I was expecting to find the usual suspects that I see when I’ve sampled this before, mainly a handful algal cells with occasionally some fun shaped diatoms. I however had a big surprise with the first sample I put into the Foldscope as I saw:
Yikes, mosquito larva (?) appear to be breeding in the water and they are at a small enough size that I can’t see them with the naked eye, but the Foldscope allowed me to see them before they became a problem! They were so entertaining to watch as they moved around the slide. I was really pleased at how easy the Foldscope camera mount made it to get images and even shoot video:
I used just a lamp in my room as the light source and was using a glass slide that I put scotch tape on to make a shallow enclosed chamber that I then placed a coverslip on, so that I didn’t crush the larva as I tried to focus.
Knowing the larva are there I can now take some measure to mitigate their presence like getting a few fish for the tank. My guess is that the larva is of Culex genus mosquito as I’ve found them in my home before: http://www.inaturalist.org/observations/2922648.
Update 2016.05.06 17:00– Looks like it might not be a mosquito larva after all!!! I posted this observation to iNaturalist: http://www.inaturalist.org/observations/3112586 and a community member pointed me to look at the Polychaete genus Aeolosoma and from looking through some of the taxa online this seems to be a much better fit that my first hypothesis of a mosquito larva, thankfully.

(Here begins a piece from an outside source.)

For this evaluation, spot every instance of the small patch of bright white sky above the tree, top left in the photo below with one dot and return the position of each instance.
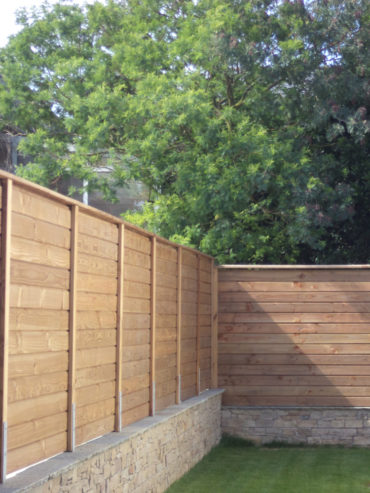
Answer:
(8, 8)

Two fantastic things at work here – a tool that allows me to capture and share things from the microscopic world, quickly and cheaply (Foldscope) and a community of people knowledgeable and engaged at sharing their knowledge (iNaturalist). Its a great time to be involved in science and biological exploration as there is still so much more to be discovered and the tools are getting easier to access for hopefully everyone.